Paul Bert, logiques et contradictions de l’engagement républicain d’un grand scientifique

Auteur : Rémi DALISSON

Paul Bert reste de nos jours une énigme pour l’historien comme pour le commun des mortels. Et pour cause, son nom est relativement connu à travers des « rues Paul-Bert » que l’on trouve dans la plupart des préfectures françaises et de nombreux chefs-lieux, dans des stations de métro ou de bus (à Lyon ou Chatillon-Clamart), des « cercles Paul Bert » souvent dédiés à des activités sportives (à Rennes, Mâcon), sociales (PMI Paul Bert à Colombes) et culturelles (Meaux, Aubonne), sans oublier de nombreux établissements scolaires. Son patronyme est en effet le sixième donné à des écoles, collèges ou lycées, derrière le quatuor si républicain formé de Jules Ferry, Louis Pasteur, Jean Jaurès et Victor Hugo. Et si l’on ne retient que les fondateurs de l’école républicaine, il est le troisième patronyme donné à des établissements scolaires derrière Ferry et Paul Langevin.
Mais si l’on interroge le grand public, voire les enseignants officiant dans les établissements « Paul Bert », peu savent les raisons de cette notoriété odonymique ou socioculturelle. Seuls les spécialistes de l’histoire de l’école, à travers la loi Bert de 1879, et quelques scientifiques et médecins connaissent encore le membre de l’Institut, président perpétuel de la Société de Biologie qui donne son nom au prix Paul Bert créé par la NASA ou à ses découvertes comme l’hyperoxie dite « effet Paul Bert ». C’est bien peu pour une telle personnalité qui fait aussi l’actualité pour ses engagements colonialistes, souvent critiqués de nos jours de manière totalement anachronique et simplificatrice.
Hors du cercle des historiens de la Troisième République et de l’école, c’est donc comme scientifique que Paul Bert reste encore un peu dans la lumière au début du XXIe siècle. Dès lors, il faut s’interroger sur les causes de cet oubli qui renvoie aux contradictions entre les principes progressistes d’une sommité scientifique et son action politique républicaine, notamment dans le domaine colonial et éducatif. Plus précisément, il s’agira de comprendre ici la logique de l’engagement politique et républicain d’un grand médecin, élève de Claude Bernard et de Louis-Pierre Gratiolet, une logique qui ne peut se comprendre qu’en la contextu­alisant pour éviter les anachronismes qui nuisent tant à la réputation de Paul Bert.
Nous verrons qu’il n’y a aucune contradiction entre médecine ou science et engagement républicain, patriote et colonialiste, un engagement alors fondé sur une vision racialiste du monde largement partagée au XIXe siècle. Et c’est bien la science et l’école, fondements de l’engagement de Paul Bert, qui résument ces contradictions apparentes que le monde d’aujourd’hui a tant de mal à comprendre.
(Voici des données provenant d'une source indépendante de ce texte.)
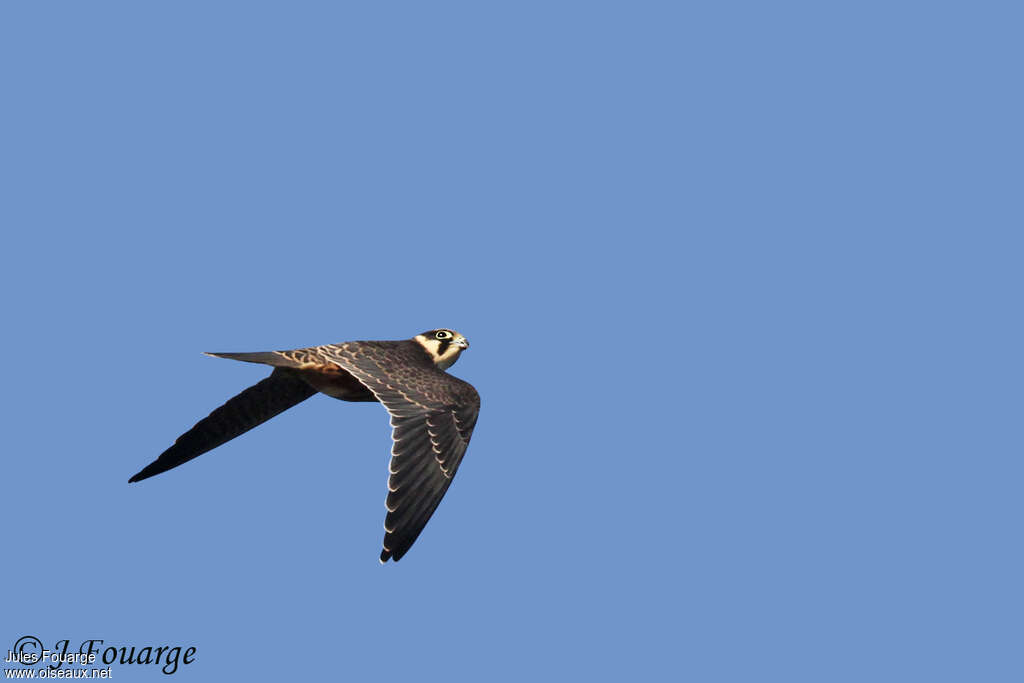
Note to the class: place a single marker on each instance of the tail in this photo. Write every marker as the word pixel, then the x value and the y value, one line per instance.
pixel 251 408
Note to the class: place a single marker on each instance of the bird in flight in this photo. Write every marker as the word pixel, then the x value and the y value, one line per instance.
pixel 432 415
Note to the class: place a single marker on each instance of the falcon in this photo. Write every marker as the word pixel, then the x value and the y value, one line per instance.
pixel 432 415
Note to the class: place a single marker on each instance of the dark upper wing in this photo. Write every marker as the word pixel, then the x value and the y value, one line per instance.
pixel 251 408
pixel 432 416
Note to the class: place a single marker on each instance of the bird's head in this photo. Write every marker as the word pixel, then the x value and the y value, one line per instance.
pixel 442 345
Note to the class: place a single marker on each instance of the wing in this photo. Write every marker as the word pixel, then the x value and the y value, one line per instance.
pixel 251 408
pixel 432 419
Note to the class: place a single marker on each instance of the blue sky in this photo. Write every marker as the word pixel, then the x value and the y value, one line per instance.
pixel 742 287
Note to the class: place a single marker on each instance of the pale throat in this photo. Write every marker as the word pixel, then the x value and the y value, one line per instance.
pixel 433 346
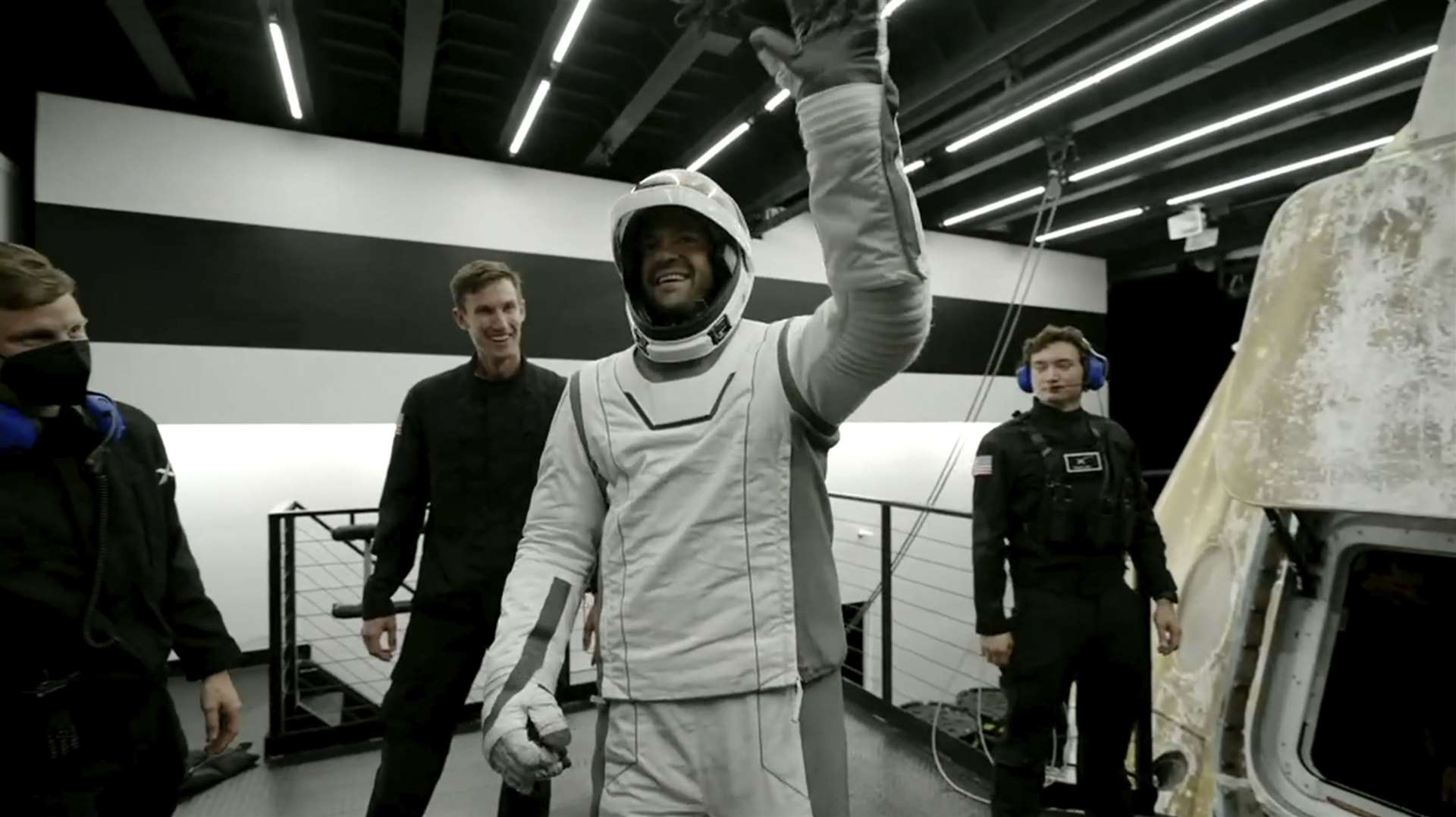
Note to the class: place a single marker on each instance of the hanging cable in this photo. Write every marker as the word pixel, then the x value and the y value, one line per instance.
pixel 1031 261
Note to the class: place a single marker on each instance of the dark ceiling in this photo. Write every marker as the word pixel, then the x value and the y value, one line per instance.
pixel 638 92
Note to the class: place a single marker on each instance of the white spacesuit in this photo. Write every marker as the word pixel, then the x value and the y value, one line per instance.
pixel 689 471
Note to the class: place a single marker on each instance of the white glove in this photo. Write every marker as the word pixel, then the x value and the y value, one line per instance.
pixel 513 750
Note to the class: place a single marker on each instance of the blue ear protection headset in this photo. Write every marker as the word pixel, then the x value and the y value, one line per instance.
pixel 20 433
pixel 1095 375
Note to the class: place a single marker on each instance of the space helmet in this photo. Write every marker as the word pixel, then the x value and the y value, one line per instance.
pixel 733 264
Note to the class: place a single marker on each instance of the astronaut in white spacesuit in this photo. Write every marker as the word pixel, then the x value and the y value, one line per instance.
pixel 689 471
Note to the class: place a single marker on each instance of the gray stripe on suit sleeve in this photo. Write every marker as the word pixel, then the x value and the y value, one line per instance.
pixel 797 401
pixel 536 644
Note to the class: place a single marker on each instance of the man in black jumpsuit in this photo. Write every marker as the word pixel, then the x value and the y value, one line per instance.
pixel 1060 497
pixel 468 445
pixel 96 579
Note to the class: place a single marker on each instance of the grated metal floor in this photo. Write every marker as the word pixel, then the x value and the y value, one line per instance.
pixel 890 774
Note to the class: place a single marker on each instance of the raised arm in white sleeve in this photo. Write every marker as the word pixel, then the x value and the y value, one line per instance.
pixel 557 554
pixel 878 313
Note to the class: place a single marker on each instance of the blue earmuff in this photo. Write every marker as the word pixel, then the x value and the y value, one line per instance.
pixel 1095 376
pixel 20 433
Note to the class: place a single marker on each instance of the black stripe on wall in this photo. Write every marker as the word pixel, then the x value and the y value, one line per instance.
pixel 166 280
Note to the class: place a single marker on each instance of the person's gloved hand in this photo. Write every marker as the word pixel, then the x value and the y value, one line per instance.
pixel 835 42
pixel 520 756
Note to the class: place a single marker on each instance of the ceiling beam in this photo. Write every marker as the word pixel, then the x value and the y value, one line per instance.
pixel 946 90
pixel 421 44
pixel 1145 172
pixel 929 99
pixel 293 41
pixel 538 71
pixel 142 30
pixel 693 41
pixel 1165 88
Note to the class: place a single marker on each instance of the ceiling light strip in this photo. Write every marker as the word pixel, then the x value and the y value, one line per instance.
pixel 1282 171
pixel 993 206
pixel 570 33
pixel 708 155
pixel 530 117
pixel 284 69
pixel 1109 72
pixel 1111 218
pixel 1254 112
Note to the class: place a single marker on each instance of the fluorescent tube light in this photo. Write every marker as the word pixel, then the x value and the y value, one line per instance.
pixel 530 117
pixel 1254 112
pixel 1122 216
pixel 715 149
pixel 993 206
pixel 284 69
pixel 570 33
pixel 1245 181
pixel 1109 72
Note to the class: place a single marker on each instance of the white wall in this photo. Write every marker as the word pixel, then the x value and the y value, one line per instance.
pixel 9 201
pixel 139 161
pixel 251 429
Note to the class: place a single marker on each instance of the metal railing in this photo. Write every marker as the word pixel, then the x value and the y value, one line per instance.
pixel 908 584
pixel 325 690
pixel 906 580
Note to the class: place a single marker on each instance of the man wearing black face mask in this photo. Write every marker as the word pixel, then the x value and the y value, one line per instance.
pixel 96 570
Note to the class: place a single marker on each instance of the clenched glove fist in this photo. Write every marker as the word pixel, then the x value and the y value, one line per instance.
pixel 528 740
pixel 835 42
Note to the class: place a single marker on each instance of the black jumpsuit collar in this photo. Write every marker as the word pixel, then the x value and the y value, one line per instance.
pixel 1056 417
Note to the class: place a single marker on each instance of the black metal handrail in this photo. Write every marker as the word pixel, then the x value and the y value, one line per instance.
pixel 293 731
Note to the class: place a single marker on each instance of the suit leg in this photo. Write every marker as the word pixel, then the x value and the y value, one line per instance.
pixel 437 665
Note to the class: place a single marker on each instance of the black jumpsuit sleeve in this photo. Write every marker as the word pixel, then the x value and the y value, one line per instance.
pixel 200 638
pixel 989 530
pixel 1149 551
pixel 400 513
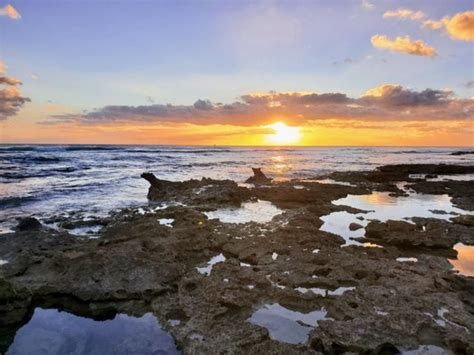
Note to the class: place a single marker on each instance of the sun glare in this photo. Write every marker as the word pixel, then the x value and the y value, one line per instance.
pixel 283 135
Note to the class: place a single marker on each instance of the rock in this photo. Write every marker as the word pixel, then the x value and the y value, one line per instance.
pixel 28 223
pixel 258 177
pixel 374 303
pixel 355 226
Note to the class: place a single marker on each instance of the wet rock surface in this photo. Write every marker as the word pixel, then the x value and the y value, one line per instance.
pixel 374 302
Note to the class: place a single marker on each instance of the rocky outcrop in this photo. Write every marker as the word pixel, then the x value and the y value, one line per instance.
pixel 258 178
pixel 374 302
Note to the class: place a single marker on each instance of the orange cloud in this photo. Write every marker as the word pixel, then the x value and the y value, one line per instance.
pixel 403 45
pixel 10 97
pixel 10 12
pixel 405 14
pixel 385 103
pixel 459 27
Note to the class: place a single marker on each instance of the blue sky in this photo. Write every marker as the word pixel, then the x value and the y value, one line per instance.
pixel 346 72
pixel 93 53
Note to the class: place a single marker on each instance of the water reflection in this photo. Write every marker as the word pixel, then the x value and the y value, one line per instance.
pixel 53 332
pixel 381 206
pixel 286 325
pixel 384 207
pixel 260 212
pixel 464 264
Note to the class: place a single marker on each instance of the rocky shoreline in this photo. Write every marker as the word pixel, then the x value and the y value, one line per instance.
pixel 394 297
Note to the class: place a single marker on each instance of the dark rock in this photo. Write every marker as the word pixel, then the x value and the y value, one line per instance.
pixel 465 220
pixel 138 264
pixel 258 177
pixel 355 226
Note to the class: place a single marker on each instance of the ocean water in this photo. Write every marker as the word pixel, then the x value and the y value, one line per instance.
pixel 88 180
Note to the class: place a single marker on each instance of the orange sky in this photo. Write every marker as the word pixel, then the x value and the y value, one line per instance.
pixel 24 128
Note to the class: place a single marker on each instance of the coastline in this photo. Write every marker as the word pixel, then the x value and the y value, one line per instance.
pixel 372 299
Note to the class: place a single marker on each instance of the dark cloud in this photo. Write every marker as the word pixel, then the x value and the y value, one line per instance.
pixel 11 100
pixel 387 102
pixel 397 96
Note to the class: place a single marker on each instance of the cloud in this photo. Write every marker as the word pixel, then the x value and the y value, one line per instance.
pixel 405 14
pixel 11 100
pixel 5 80
pixel 10 12
pixel 403 45
pixel 469 84
pixel 433 24
pixel 459 27
pixel 367 5
pixel 392 95
pixel 388 102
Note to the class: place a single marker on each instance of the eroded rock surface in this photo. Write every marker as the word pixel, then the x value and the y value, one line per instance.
pixel 374 302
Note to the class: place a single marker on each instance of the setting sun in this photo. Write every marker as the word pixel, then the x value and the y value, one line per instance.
pixel 283 134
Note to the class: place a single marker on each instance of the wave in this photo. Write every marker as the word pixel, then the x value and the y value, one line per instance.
pixel 10 149
pixel 91 147
pixel 8 202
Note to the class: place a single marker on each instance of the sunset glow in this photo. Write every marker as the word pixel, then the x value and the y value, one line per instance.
pixel 284 135
pixel 347 73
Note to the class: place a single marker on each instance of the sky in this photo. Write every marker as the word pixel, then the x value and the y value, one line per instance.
pixel 349 72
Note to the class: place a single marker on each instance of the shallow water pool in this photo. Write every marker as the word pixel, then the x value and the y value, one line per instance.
pixel 286 325
pixel 54 332
pixel 259 211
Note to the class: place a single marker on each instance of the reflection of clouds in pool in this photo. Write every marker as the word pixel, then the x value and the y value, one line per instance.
pixel 259 211
pixel 53 332
pixel 464 263
pixel 383 207
pixel 286 325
I. Paul Bert, scientifique car républicain ou républicain car scientifique ?
   A. Formation d’un enfant d’un terroir spécifique
   B. Engagement scientifique et idéaux de Paul Bert

II. Paul Bert, convertir à la République par l’école et la science
   A. Les réseaux Paul Bert : au croisement des sociabilités républicaines
   B. Un ministre pédagogue, rationaliste et militant de la République d’après 1870
   C. Raison, science et religion : la laïcité de Paul Bert ou le combat rationaliste du siècle

III. Paul Bert, colonialisme, race et universalisme républicain
   A. Colonies et République : contradictions et représentations d’un siècle
   B. L’engagement colonial de Paul Bert : éduquer et émanciper au nom du progrès

Rémi DALISSON

Rémi Dalisson est professeur des universités à l'université/ESPE de Rouen (Laboratoire du GrHis).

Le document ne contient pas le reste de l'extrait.